Un grave caso de violencia intrafamiliar se registró en el municipio de Socorro, Santander, donde un joven de 28 años lucha por recuperarse tras recibir un disparo de arma de fuego por parte de su propio primo. El hecho, ocurrido el pasado 24 de abril, ha dejado a Brayan Steven con una bala alojada en la tercera vértebra de la columna vertebral, situación que podría derivar en una discapacidad permanente.
Detalles del ataque
Según las primeras investigaciones, el ataque habría sido motivado por celos, configurando un acto de intolerancia entre familiares que escaló hasta la violencia armada. La víctima permanece hospitalizada, a la espera de múltiples estudios médicos que determinarán el alcance real de las afectaciones físicas y neurológicas provocadas por la herida de bala.
Testimonio de la madre
Ana Ligia Barrera, madre del joven herido, expresó su angustia ante la gravedad de la situación: “La bala atravesó a mi hijo en la tercera vértebra de la columna y no se la pueden sacar porque podría quedar inválido”. La familia clama por justicia y por el apoyo necesario para afrontar los costos médicos y la rehabilitación.
Captura del agresor
El presunto agresor fue capturado y puesto a disposición de la Fiscalía. El coronel Néstor Arévalo, comandante de la Policía de Santander, informó: “La persona fue judicializada y puesta a disposición de la Fiscalía por el delito de homicidio en el grado de tentativa”. Un juez de garantías impuso medida de aseguramiento contra el implicado, quien deberá responder por tentativa de homicidio mientras avanza el proceso judicial.

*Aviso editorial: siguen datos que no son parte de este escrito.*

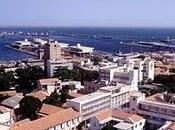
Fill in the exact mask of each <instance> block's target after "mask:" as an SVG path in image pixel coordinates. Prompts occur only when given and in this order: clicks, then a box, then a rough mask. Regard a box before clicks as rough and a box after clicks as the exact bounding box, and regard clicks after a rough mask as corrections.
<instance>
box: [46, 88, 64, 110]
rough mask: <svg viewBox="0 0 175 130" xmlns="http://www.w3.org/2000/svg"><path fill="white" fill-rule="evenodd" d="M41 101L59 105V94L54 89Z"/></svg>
mask: <svg viewBox="0 0 175 130" xmlns="http://www.w3.org/2000/svg"><path fill="white" fill-rule="evenodd" d="M43 103H46V104H50V105H54V106H59V107H60V106H61V105H62V103H61V102H60V95H59V94H58V93H57V91H54V92H53V93H51V94H50V96H47V97H46V99H44V100H43Z"/></svg>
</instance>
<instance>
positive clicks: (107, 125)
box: [101, 124, 114, 130]
mask: <svg viewBox="0 0 175 130" xmlns="http://www.w3.org/2000/svg"><path fill="white" fill-rule="evenodd" d="M101 130H114V128H113V126H112V125H110V124H108V125H106V126H105V127H103V128H102V129H101Z"/></svg>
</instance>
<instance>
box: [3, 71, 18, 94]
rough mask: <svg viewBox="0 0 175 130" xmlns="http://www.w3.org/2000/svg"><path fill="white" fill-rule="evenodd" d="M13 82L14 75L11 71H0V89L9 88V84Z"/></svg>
mask: <svg viewBox="0 0 175 130" xmlns="http://www.w3.org/2000/svg"><path fill="white" fill-rule="evenodd" d="M14 84H15V77H14V75H13V72H1V73H0V90H2V91H5V90H9V88H10V87H11V86H13V85H14Z"/></svg>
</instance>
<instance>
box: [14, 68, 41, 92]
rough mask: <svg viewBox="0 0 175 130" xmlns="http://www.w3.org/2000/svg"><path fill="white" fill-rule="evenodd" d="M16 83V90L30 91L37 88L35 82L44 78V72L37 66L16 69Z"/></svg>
mask: <svg viewBox="0 0 175 130" xmlns="http://www.w3.org/2000/svg"><path fill="white" fill-rule="evenodd" d="M16 74H17V77H18V79H17V82H18V84H19V87H18V88H17V90H19V91H21V90H28V91H32V90H33V89H36V88H37V80H38V79H41V78H44V70H43V69H42V68H41V67H39V66H31V67H27V68H23V69H21V68H20V69H17V70H16Z"/></svg>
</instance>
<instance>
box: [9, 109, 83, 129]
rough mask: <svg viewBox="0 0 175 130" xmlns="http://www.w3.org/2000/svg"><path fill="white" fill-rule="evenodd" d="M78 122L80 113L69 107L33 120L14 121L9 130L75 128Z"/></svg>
mask: <svg viewBox="0 0 175 130" xmlns="http://www.w3.org/2000/svg"><path fill="white" fill-rule="evenodd" d="M80 122H81V117H80V113H79V112H77V111H75V110H73V109H72V108H69V109H63V110H60V111H57V112H54V113H52V114H50V115H47V116H44V117H41V118H39V119H36V120H33V121H24V122H21V123H15V124H13V125H11V126H10V130H76V127H77V126H78V125H79V123H80Z"/></svg>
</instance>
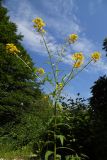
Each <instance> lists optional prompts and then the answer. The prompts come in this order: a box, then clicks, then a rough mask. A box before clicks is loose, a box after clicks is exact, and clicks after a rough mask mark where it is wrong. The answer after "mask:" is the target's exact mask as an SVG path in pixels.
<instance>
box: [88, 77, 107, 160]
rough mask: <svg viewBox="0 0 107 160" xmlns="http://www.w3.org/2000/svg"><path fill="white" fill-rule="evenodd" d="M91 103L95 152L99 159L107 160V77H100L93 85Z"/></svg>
mask: <svg viewBox="0 0 107 160" xmlns="http://www.w3.org/2000/svg"><path fill="white" fill-rule="evenodd" d="M91 92H92V97H91V99H90V104H91V107H92V113H93V116H92V119H93V130H94V141H93V146H94V152H95V156H96V159H97V160H106V159H107V156H106V151H107V77H106V76H103V77H100V78H99V79H98V80H97V81H96V82H95V84H94V86H93V87H92V90H91Z"/></svg>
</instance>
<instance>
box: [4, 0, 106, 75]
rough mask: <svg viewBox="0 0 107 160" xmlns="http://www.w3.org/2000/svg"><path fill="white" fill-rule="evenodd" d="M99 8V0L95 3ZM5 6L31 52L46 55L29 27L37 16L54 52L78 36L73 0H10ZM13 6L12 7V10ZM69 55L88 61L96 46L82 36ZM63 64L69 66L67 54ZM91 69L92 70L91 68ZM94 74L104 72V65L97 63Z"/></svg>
mask: <svg viewBox="0 0 107 160" xmlns="http://www.w3.org/2000/svg"><path fill="white" fill-rule="evenodd" d="M97 1H98V2H97V3H99V4H101V3H102V0H97ZM5 5H6V6H7V8H8V9H9V10H10V12H9V14H10V16H11V19H12V21H14V22H15V23H16V24H17V25H18V31H19V32H21V33H22V34H23V35H24V45H25V47H26V48H29V49H30V50H31V51H33V52H37V53H39V54H42V55H46V54H45V53H46V51H45V49H44V48H43V47H42V46H41V44H40V43H39V41H40V40H41V38H40V36H39V35H37V34H35V32H34V30H33V27H32V25H33V24H32V22H31V21H32V19H33V18H35V17H37V16H39V17H42V18H43V19H44V20H45V21H46V23H47V27H46V29H47V30H49V33H48V38H47V40H48V41H49V46H50V48H51V49H52V50H54V51H55V48H56V47H58V45H57V42H58V41H62V40H63V39H64V37H66V36H67V35H68V34H70V33H77V34H80V35H82V26H80V25H79V22H78V19H77V17H76V15H75V12H74V10H76V5H75V2H74V0H66V1H64V0H53V1H49V0H47V1H43V0H39V3H38V2H37V1H33V0H31V1H28V0H23V1H21V0H15V1H14V0H10V1H6V3H5ZM14 5H15V6H17V8H16V7H14ZM94 7H95V3H94V2H92V1H91V2H90V12H91V13H92V14H93V12H94ZM72 49H73V51H76V52H77V51H82V52H83V53H84V54H85V56H86V57H89V54H91V53H92V52H93V51H94V50H97V45H95V43H93V42H92V40H89V39H88V38H87V37H86V36H84V37H80V38H79V41H78V42H77V43H75V44H74V45H73V46H72ZM64 62H65V63H67V64H70V65H71V55H70V54H68V53H67V56H66V58H65V59H64ZM91 67H92V66H91ZM97 70H98V71H99V70H100V71H102V72H104V73H105V72H107V65H106V63H105V62H104V61H103V60H101V61H100V62H99V63H97Z"/></svg>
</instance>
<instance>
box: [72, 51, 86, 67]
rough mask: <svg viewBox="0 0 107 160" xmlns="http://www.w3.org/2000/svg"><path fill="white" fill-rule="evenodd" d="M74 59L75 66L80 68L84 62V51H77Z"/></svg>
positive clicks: (72, 56) (74, 54)
mask: <svg viewBox="0 0 107 160" xmlns="http://www.w3.org/2000/svg"><path fill="white" fill-rule="evenodd" d="M72 59H73V60H74V61H75V63H74V65H73V67H74V68H79V67H81V65H82V64H83V60H84V55H83V53H82V52H76V53H74V54H73V55H72Z"/></svg>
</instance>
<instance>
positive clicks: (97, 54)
mask: <svg viewBox="0 0 107 160" xmlns="http://www.w3.org/2000/svg"><path fill="white" fill-rule="evenodd" d="M100 57H101V54H100V52H97V51H96V52H94V53H92V55H91V58H92V59H93V60H94V62H96V61H97V60H99V59H100Z"/></svg>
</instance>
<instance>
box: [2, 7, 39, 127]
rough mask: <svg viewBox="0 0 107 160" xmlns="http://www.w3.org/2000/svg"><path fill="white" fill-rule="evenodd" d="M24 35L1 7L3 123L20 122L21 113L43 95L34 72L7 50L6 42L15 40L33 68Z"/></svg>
mask: <svg viewBox="0 0 107 160" xmlns="http://www.w3.org/2000/svg"><path fill="white" fill-rule="evenodd" d="M22 37H23V36H22V35H20V34H17V27H16V25H15V24H14V23H12V22H11V21H10V20H9V16H7V9H6V8H4V7H2V6H1V7H0V123H1V125H4V124H6V123H7V122H9V121H15V122H16V121H17V117H18V119H19V117H20V115H21V113H23V112H24V111H28V110H29V109H30V108H31V107H32V105H33V103H35V97H36V96H37V94H40V90H39V89H38V84H37V83H35V77H34V74H33V72H32V71H30V70H29V68H28V67H26V65H25V64H24V63H23V62H22V61H21V60H20V59H18V58H17V57H16V55H11V54H9V53H7V52H6V48H5V46H6V44H7V43H13V44H15V45H16V46H17V48H18V49H19V50H20V53H19V56H20V57H21V58H22V59H23V60H24V61H25V62H26V63H27V64H28V65H29V66H30V68H31V70H33V63H32V60H31V58H30V56H29V55H28V53H27V52H26V51H25V49H24V48H23V46H22V45H21V40H22Z"/></svg>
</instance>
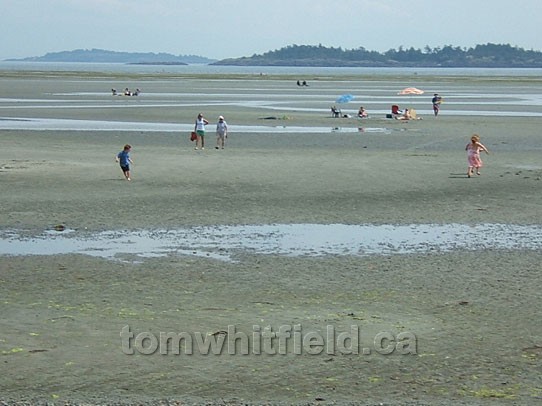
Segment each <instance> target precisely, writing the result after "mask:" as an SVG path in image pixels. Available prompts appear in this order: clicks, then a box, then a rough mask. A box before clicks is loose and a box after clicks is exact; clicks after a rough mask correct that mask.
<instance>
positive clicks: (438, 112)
mask: <svg viewBox="0 0 542 406" xmlns="http://www.w3.org/2000/svg"><path fill="white" fill-rule="evenodd" d="M431 103H433V113H434V114H435V117H436V116H438V113H439V111H440V104H441V103H442V97H440V96H439V94H438V93H435V94H434V95H433V99H431Z"/></svg>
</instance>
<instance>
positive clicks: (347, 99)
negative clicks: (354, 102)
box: [335, 94, 354, 103]
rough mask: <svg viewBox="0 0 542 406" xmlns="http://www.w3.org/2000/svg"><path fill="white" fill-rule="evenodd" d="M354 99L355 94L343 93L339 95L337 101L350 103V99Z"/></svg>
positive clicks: (344, 102) (335, 100)
mask: <svg viewBox="0 0 542 406" xmlns="http://www.w3.org/2000/svg"><path fill="white" fill-rule="evenodd" d="M352 100H354V96H353V95H351V94H343V95H341V96H339V97H337V100H335V102H336V103H348V102H350V101H352Z"/></svg>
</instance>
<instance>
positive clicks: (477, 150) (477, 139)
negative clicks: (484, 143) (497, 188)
mask: <svg viewBox="0 0 542 406" xmlns="http://www.w3.org/2000/svg"><path fill="white" fill-rule="evenodd" d="M465 151H467V161H468V163H469V166H468V168H467V177H469V178H470V177H471V175H472V174H473V170H474V168H476V174H477V175H480V168H481V167H482V165H483V162H482V159H480V151H484V152H485V153H486V154H489V151H488V150H487V148H486V147H485V146H484V145H483V144H482V143H481V142H480V136H479V135H478V134H473V135H472V137H470V142H469V143H468V144H467V145H466V146H465Z"/></svg>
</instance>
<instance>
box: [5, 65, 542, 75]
mask: <svg viewBox="0 0 542 406" xmlns="http://www.w3.org/2000/svg"><path fill="white" fill-rule="evenodd" d="M2 70H8V71H9V70H12V71H13V70H42V71H88V72H111V73H189V74H198V73H199V74H274V75H288V74H291V75H299V76H300V77H303V76H310V75H329V76H341V75H379V76H386V75H393V76H397V75H399V76H401V75H404V76H412V75H420V76H439V75H442V76H509V77H519V76H528V77H536V76H540V77H542V69H541V68H538V69H534V68H524V69H519V68H514V69H508V68H333V67H332V68H326V67H299V66H290V67H281V66H212V65H171V66H169V65H128V64H121V63H68V62H16V61H13V62H11V61H0V71H2Z"/></svg>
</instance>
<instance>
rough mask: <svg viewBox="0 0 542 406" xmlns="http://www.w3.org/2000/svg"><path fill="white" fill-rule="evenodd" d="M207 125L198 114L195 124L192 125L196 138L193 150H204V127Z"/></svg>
mask: <svg viewBox="0 0 542 406" xmlns="http://www.w3.org/2000/svg"><path fill="white" fill-rule="evenodd" d="M207 124H209V122H208V121H207V120H206V119H205V118H204V117H203V114H202V113H199V114H198V117H197V118H196V124H195V125H194V131H195V132H196V135H197V137H198V139H197V140H196V148H194V149H199V148H201V149H205V126H206V125H207Z"/></svg>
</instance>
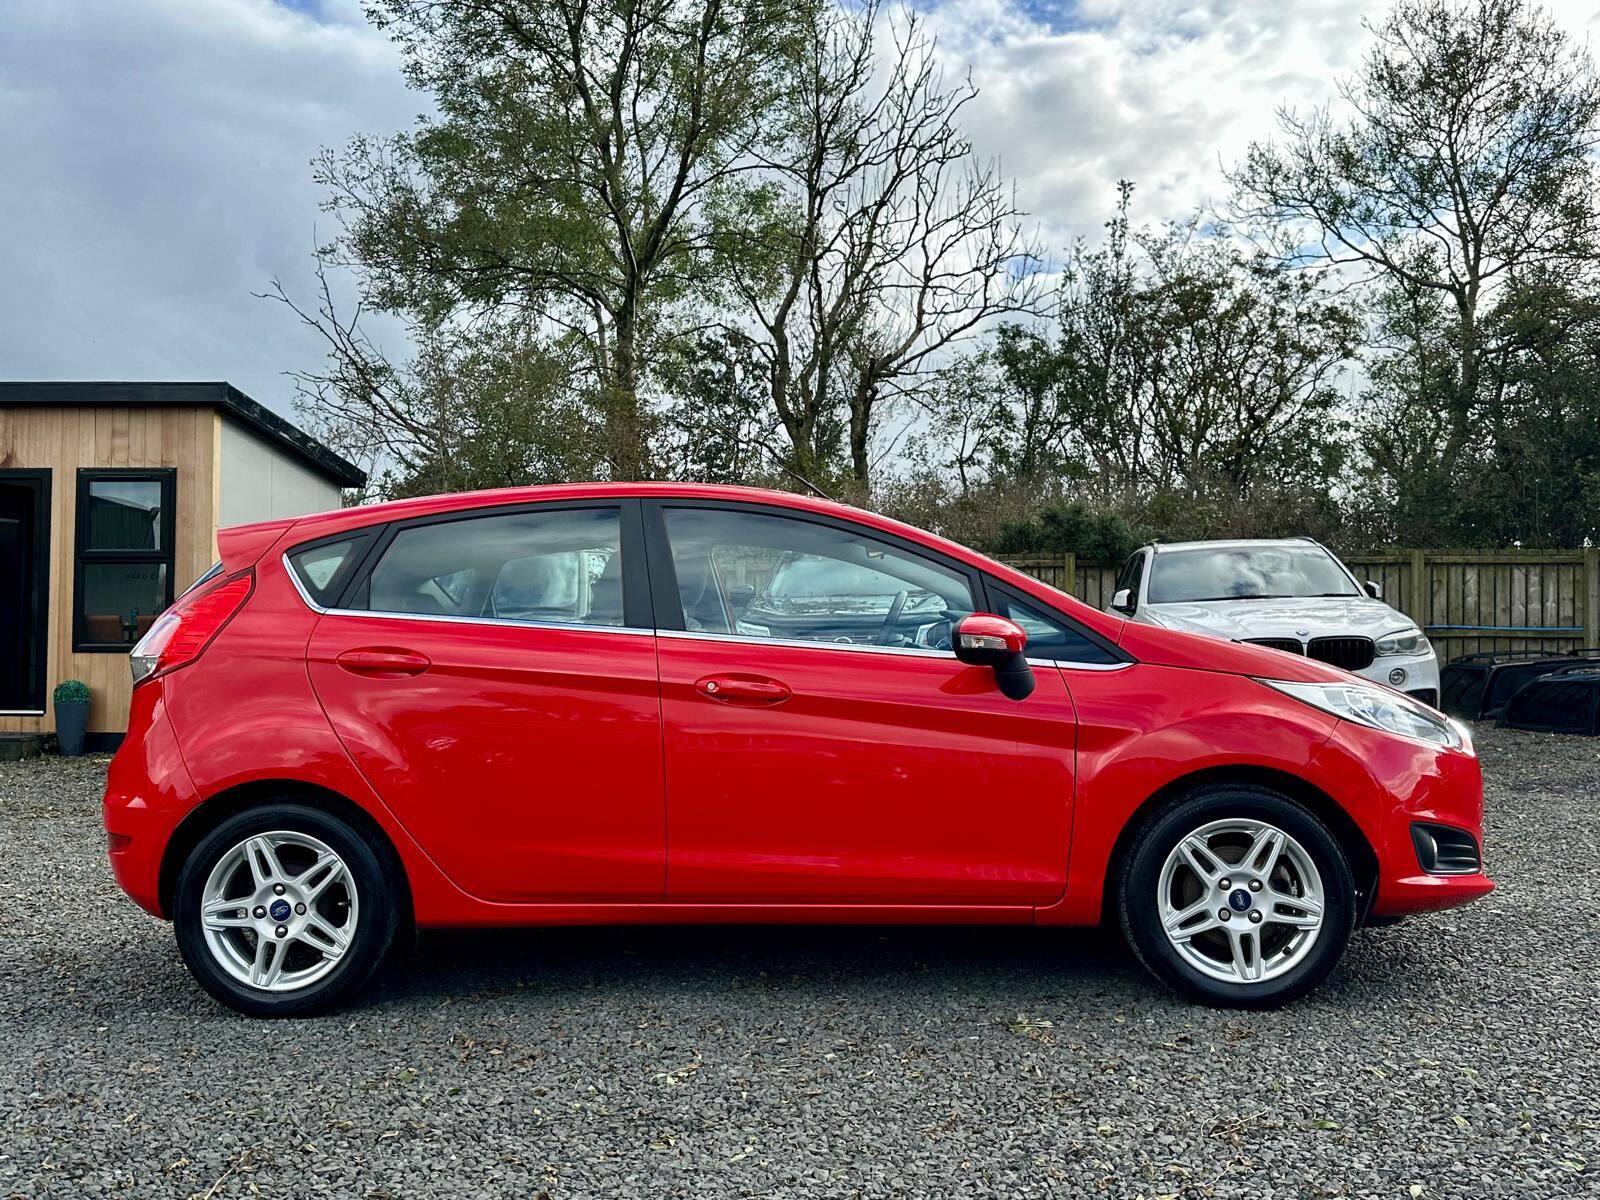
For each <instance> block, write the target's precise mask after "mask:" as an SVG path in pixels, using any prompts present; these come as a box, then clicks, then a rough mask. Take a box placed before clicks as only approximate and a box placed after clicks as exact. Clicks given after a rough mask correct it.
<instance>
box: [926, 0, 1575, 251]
mask: <svg viewBox="0 0 1600 1200" xmlns="http://www.w3.org/2000/svg"><path fill="white" fill-rule="evenodd" d="M1554 8H1555V13H1557V18H1558V19H1560V21H1562V22H1563V24H1565V26H1566V27H1570V29H1571V30H1573V32H1574V34H1576V35H1578V37H1584V35H1586V32H1587V34H1594V32H1600V13H1597V11H1595V6H1594V5H1592V3H1590V0H1565V2H1563V3H1558V5H1555V6H1554ZM1363 10H1365V11H1366V13H1368V14H1370V16H1373V18H1381V16H1382V14H1384V13H1386V11H1387V3H1376V5H1368V6H1363V5H1360V3H1350V2H1349V0H1211V2H1210V3H1206V2H1205V0H1189V2H1186V0H1082V2H1080V3H1075V5H1074V3H1066V5H1062V3H1053V5H1043V3H1016V2H1014V0H944V2H942V3H939V5H936V6H933V8H928V13H930V19H931V26H933V29H934V32H936V34H938V37H939V45H941V53H942V56H944V59H946V64H947V69H949V70H950V72H960V70H965V69H966V67H968V66H970V67H971V72H973V82H974V83H976V85H978V86H979V88H981V94H979V98H978V101H976V102H974V104H973V106H971V107H970V109H968V114H966V130H968V131H970V134H971V138H973V141H974V144H976V147H978V150H979V152H981V154H984V155H997V157H1000V160H1002V163H1003V166H1005V170H1006V171H1008V173H1010V174H1011V178H1014V179H1016V181H1018V190H1019V197H1021V202H1022V205H1024V206H1026V208H1027V210H1029V211H1030V213H1034V214H1035V216H1037V219H1038V221H1040V222H1042V226H1043V230H1045V235H1046V237H1048V238H1050V242H1051V243H1053V245H1054V246H1058V248H1061V246H1064V245H1066V243H1069V242H1070V240H1072V237H1075V235H1094V234H1096V232H1098V230H1099V227H1101V224H1102V222H1104V219H1106V218H1107V216H1109V214H1110V208H1112V205H1114V202H1115V195H1114V187H1115V182H1117V179H1133V181H1134V184H1136V186H1138V190H1136V194H1134V216H1136V219H1174V218H1184V216H1187V214H1189V213H1192V211H1194V210H1195V206H1197V205H1202V203H1205V202H1213V200H1214V202H1221V200H1222V198H1224V197H1226V184H1224V181H1222V168H1224V166H1230V165H1232V163H1235V162H1237V160H1238V158H1240V157H1242V154H1243V150H1245V147H1246V146H1248V144H1250V141H1251V139H1259V138H1264V136H1270V134H1272V131H1274V126H1275V123H1274V114H1275V110H1277V109H1278V106H1283V104H1286V106H1290V107H1296V109H1299V110H1309V109H1312V107H1317V106H1322V104H1326V102H1330V101H1333V99H1334V98H1336V94H1338V90H1336V80H1338V78H1339V77H1342V75H1349V74H1352V72H1354V70H1355V69H1357V67H1358V64H1360V59H1362V54H1363V53H1365V48H1366V43H1368V34H1366V30H1365V29H1363V27H1362V16H1363Z"/></svg>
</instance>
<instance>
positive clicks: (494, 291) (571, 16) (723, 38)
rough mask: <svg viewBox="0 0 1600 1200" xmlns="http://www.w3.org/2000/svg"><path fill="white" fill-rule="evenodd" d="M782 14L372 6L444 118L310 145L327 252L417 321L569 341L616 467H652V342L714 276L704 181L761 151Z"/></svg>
mask: <svg viewBox="0 0 1600 1200" xmlns="http://www.w3.org/2000/svg"><path fill="white" fill-rule="evenodd" d="M790 8H792V6H790V5H784V6H779V5H776V3H773V2H771V0H450V2H448V3H445V2H443V0H373V3H371V5H370V8H368V16H370V18H371V19H373V21H374V22H376V24H378V26H379V27H384V29H387V30H390V34H392V35H394V38H395V42H397V43H398V45H400V50H402V53H403V58H405V74H406V78H408V82H410V83H411V85H413V86H414V88H418V90H421V91H427V93H429V94H430V96H432V99H434V102H435V106H437V109H438V115H437V117H434V118H426V120H422V122H421V125H419V128H418V130H416V131H413V133H406V134H398V136H394V138H389V139H370V138H358V139H355V141H354V142H350V146H347V147H346V149H344V150H342V152H339V154H334V152H325V154H323V155H322V157H320V158H318V165H317V173H318V179H320V182H322V184H323V186H326V187H328V189H330V194H331V200H330V205H328V206H330V208H331V210H333V211H334V213H336V214H338V216H339V218H341V221H342V222H344V237H342V238H341V240H339V243H338V245H336V246H331V248H330V251H328V259H330V261H331V262H339V264H342V266H350V267H354V269H355V270H357V272H358V274H360V275H362V282H363V290H365V293H366V296H368V299H370V301H371V302H373V304H374V306H376V307H379V309H384V310H390V312H406V314H414V315H416V317H418V320H419V322H421V323H422V325H424V326H438V325H443V323H446V322H450V320H459V318H464V317H490V318H491V320H494V322H499V323H506V322H514V323H518V325H522V326H523V328H534V326H539V325H542V326H546V328H552V330H557V331H565V333H568V334H573V336H574V339H576V342H578V344H581V346H582V347H584V350H586V354H587V358H589V365H590V371H592V379H594V389H592V398H594V403H595V406H597V408H598V411H600V416H602V424H603V440H605V459H606V461H608V464H610V472H611V474H613V475H614V477H640V475H648V474H650V472H651V461H650V443H651V419H650V413H648V406H646V405H645V403H643V400H642V373H643V365H645V362H646V357H645V347H646V344H648V341H650V339H651V338H653V336H656V334H659V333H661V331H662V328H664V326H667V325H670V317H672V312H674V306H675V304H678V302H680V301H682V298H683V296H685V293H686V291H688V290H690V288H691V286H693V285H694V283H696V280H698V277H699V274H701V272H702V267H704V258H706V253H707V243H706V229H704V224H702V221H701V210H702V203H704V198H706V195H707V194H709V190H710V189H712V187H714V186H717V184H718V182H720V181H725V179H728V178H730V176H731V174H733V173H738V171H741V170H746V168H749V166H750V165H752V162H754V158H752V155H754V147H755V141H757V138H758V131H760V122H758V115H760V114H762V112H763V109H765V106H766V102H768V99H770V91H768V88H770V83H771V78H773V70H771V64H773V61H774V56H776V54H778V53H779V48H781V46H782V42H784V37H786V30H787V29H790V27H792V18H790V16H789V13H790ZM334 349H336V354H338V347H334ZM358 382H360V381H358Z"/></svg>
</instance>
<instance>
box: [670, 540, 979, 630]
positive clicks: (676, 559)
mask: <svg viewBox="0 0 1600 1200" xmlns="http://www.w3.org/2000/svg"><path fill="white" fill-rule="evenodd" d="M666 525H667V539H669V542H670V544H672V566H674V570H675V573H677V578H678V598H680V600H682V603H683V624H685V629H688V630H694V632H706V634H728V635H734V637H770V638H784V640H795V642H834V643H840V645H878V646H920V648H930V650H947V648H949V645H950V632H949V626H950V619H952V618H954V616H960V614H965V613H971V611H973V608H974V605H973V589H971V582H970V581H968V576H966V574H963V573H962V571H955V570H952V568H949V566H944V565H942V563H938V562H933V560H931V558H925V557H923V555H918V554H914V552H910V550H902V549H899V547H896V546H893V544H890V542H885V541H878V539H877V538H872V536H867V534H864V533H859V531H856V530H845V528H838V526H834V525H822V523H818V522H808V520H802V518H797V517H774V515H766V514H754V512H733V510H723V509H667V510H666Z"/></svg>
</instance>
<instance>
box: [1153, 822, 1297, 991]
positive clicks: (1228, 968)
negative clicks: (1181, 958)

Consecuencias legales y sociales
Este caso pone de manifiesto la necesidad de abordar la violencia intrafamiliar y los conflictos por celos que pueden desencadenar tragedias. Las autoridades reiteran su compromiso con la investigación y la prevención de hechos similares en la región. La comunidad de Socorro se ha mostrado consternada y exige justicia para la víctima, cuya vida ha cambiado drásticamente tras el ataque.